With the caveat that we are already operating under a new version of étatism, the role of the state, beyond the formulation and implementation of economic security policy, extends to the execution of key programs essential to national development. In my view, these programs should be directly and purposefully targeted at such segments as:
(a) Diversification and intensification of trade;
(b) Incentives and facilitation for attracting investment;
(c) Issues related to external assistance.
It is evident that, for a country in Georgia’s position, a development-oriented, coordinating role of the state would facilitate both leapfrogging and predictable progress simultaneously. I would further add that such state activism would have a contagious effect, both on the technocratic elite and on foreign partners, encouraging their more active participation in the country’s economy.
As for the involvement of foreign partners, this could well take the form of an analogue to the so-called “Marshall Plan.” It should also be taken into account that any such program is largely linked to geopolitical affiliation, as was the case with Japan, South Korea, and Taiwan: all three cases formed part of the United States’ strategic approach in East Asia.
It is noteworthy that globally, between USD 5 and 7 trillion annually, also representing approximately 5–7 percent of global GDP, is required to achieve sustainable development.
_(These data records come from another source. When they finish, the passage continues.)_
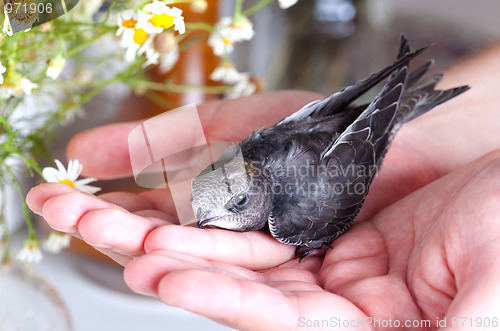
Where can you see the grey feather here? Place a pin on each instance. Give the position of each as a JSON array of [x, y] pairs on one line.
[[338, 145]]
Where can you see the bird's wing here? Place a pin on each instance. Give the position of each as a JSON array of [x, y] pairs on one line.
[[339, 101]]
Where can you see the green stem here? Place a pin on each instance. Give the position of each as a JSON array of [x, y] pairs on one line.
[[200, 26], [259, 5], [26, 212], [84, 45], [237, 10], [175, 88]]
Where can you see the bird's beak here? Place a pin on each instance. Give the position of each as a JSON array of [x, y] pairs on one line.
[[205, 221]]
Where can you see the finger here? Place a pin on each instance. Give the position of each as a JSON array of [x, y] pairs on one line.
[[248, 305], [129, 201], [101, 224], [104, 151], [254, 250], [144, 274]]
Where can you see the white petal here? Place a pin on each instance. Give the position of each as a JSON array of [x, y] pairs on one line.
[[86, 188]]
Of this amount, an additional USD 4 trillion is needed by developing economies alone. Somehow, we must position ourselves among the recipients of these funds, and, ideally, among the frontrunners.
Practice and experience also demonstrate that merely receiving funds is not sufficient for development-oriented national progress. It is precisely in such circumstances that the role of the state is, alongside attracting financial resources, to be able to:
1. Facilitate necessary social transformation;
2. Maintain commitment to long-term objectives;
3. Make difficult choices;
4. Enable breakthroughs based on knowledge and technology;
5. Ensure so-called “blended” financing, i.e., leveraging funds through a combination of loans, public–private partnerships, grants, and other sources.